Fue probablemente el miedo a perder el poder, y su afán de que las cosas continuaran exactamente tal como estaban, lo que llevó a Herodes a ordenar la muerte de todos los niños varones menores de dos años en la ciudad de Belén.
No se conoce con certeza el número exacto: la liturgia griega habla de catorce mil pequeños asesinados; la Iglesia siria enumera sesenta y cuatro mil víctimas; mientras varios autores medievales elevan la cifra hasta llegar a los ciento cuarenta y cuatro mil infantes. No tiene mayor importancia; lo relevante de todo esto no pertenece al dominio de las matemáticas. Pertenece en cambio al espacio de la moral.
Lo sabía bien el escritor vallisoletano Miguel Delibes, autor de una de las mejores novelas en español del siglo XX, titulada justamente Los Santos Inocentes.

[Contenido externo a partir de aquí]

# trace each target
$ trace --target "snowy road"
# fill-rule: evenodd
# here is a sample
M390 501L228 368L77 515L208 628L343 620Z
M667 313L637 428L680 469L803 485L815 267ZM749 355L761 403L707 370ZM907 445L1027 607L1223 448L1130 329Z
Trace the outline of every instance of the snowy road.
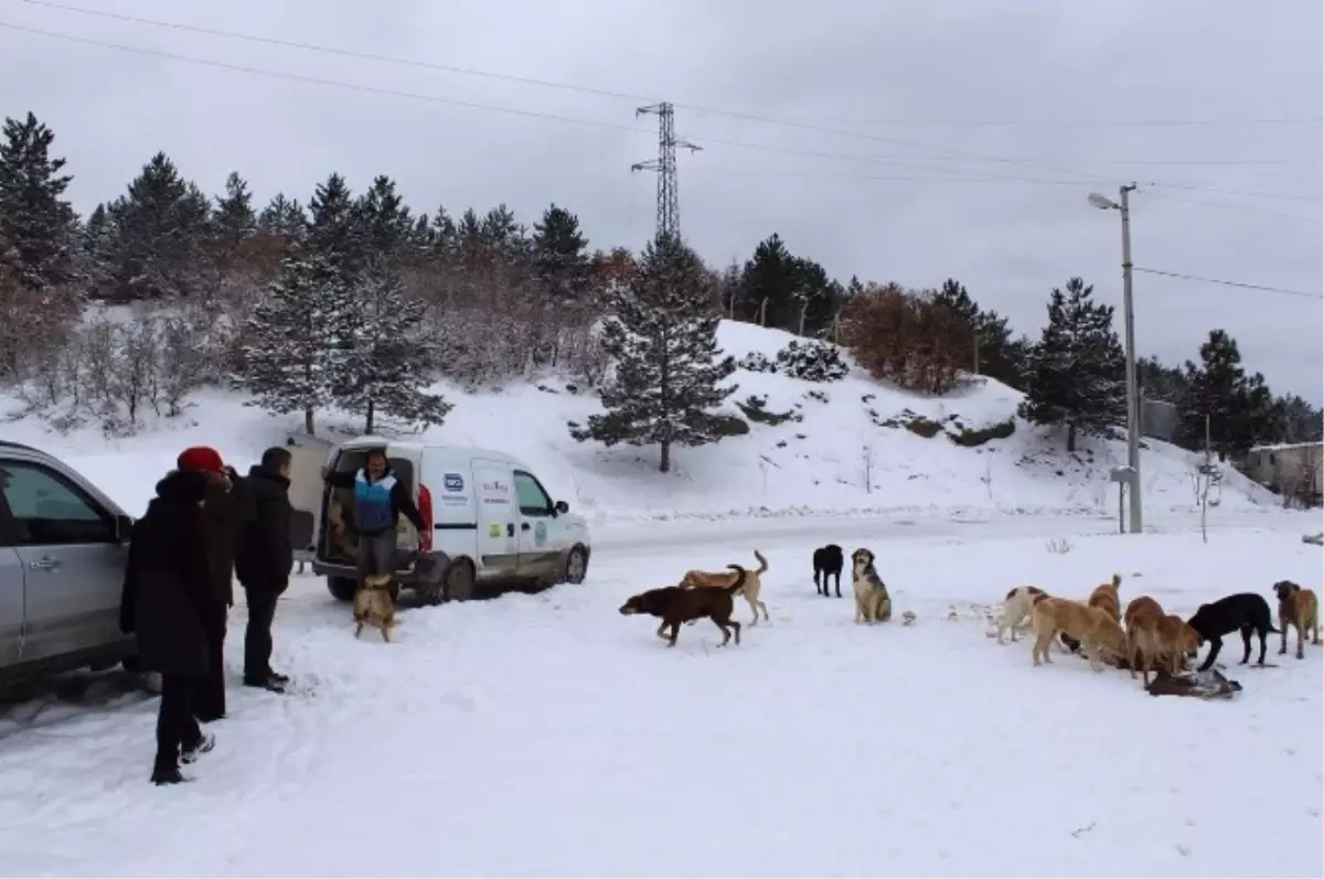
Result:
M817 597L806 568L828 537L879 543L876 523L785 524L751 541L741 526L704 523L688 552L645 548L650 535L633 548L605 540L583 586L406 610L392 645L356 642L347 609L301 580L281 602L277 658L312 691L234 687L220 744L184 789L146 784L150 702L0 739L7 875L1299 868L1300 850L1280 843L1313 838L1324 814L1324 647L1234 670L1246 692L1210 704L1152 699L1067 657L1031 669L1029 646L998 647L982 620L1017 582L1083 597L1113 571L1124 600L1148 593L1184 613L1282 577L1309 585L1324 551L1300 543L1299 519L1207 545L1078 535L1066 553L1045 548L1042 522L1019 539L998 530L1034 523L948 524L879 549L898 613L919 624L874 629L851 624L849 598ZM752 563L756 544L772 563L772 622L739 647L716 649L699 624L667 650L649 621L616 613L687 567ZM232 631L237 659L238 609Z

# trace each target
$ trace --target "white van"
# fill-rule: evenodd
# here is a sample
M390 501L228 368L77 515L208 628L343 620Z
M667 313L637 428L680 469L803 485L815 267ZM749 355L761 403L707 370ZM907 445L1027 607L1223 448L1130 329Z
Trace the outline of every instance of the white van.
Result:
M327 455L327 466L352 473L371 449L385 449L397 479L408 486L424 520L416 535L404 516L396 578L432 602L463 601L482 581L583 582L589 536L584 516L552 500L518 458L503 451L393 442L364 437ZM331 594L354 598L354 490L324 487L318 515L314 573Z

En ella, narra magistralmente la historia de una familia de campesinos a las órdenes de un terrateniente durante la España franquista. Su vida entera es renuncia, sacrificio y una obediencia que se confunde con la esclavitud. Llevada al cine luego por el director Mario Camus, se convirtió tal vez en la mejor película española de todos los tiempos. Pocas veces se ha retratado de manera tan dura e hiriente las relaciones entre señores y sirvientes. Entre poderosos y excluidos. Entre los que mandan y los que obedecen. Y sin una sola gota de odiosidad ni ideología, como lo hizo Ermanno Olmi en El árbol de los zuecos.
Tanto en el episodio bíblico que narra San Mateo como en la historia que describe la pluma de Delibes la sustancia es la misma: cosificación de los seres humanos y barbarie que va implícita en el anhelo de dominación. Y es que a través de la Historia -ese rodillo gigantesco que avanza arrastrando restos de lo antiguo y aplastando trozos de lo nuevo- parece repetirse una y otra vez el empeño de los poderosos por asegurar lo que creen poseer, sin reparar demasiado en los medios que emplean para conseguirlo.
En la base de todo esto está, claro, esa brutal desigualdad entre los que más tienen y los que apenas sobreviven. Pero ya sabemos (o deberíamos saber) que la promoción humana y el repudio de la injusta desigualdad están en estrecha relación con el anuncio evangélico.
La mala noticia es que Chile sigue siendo el país de la OCDE con mayor brecha de equidad entre ricos y pobres. Y esto no es, por desgracia, alguna broma del día de los inocentes.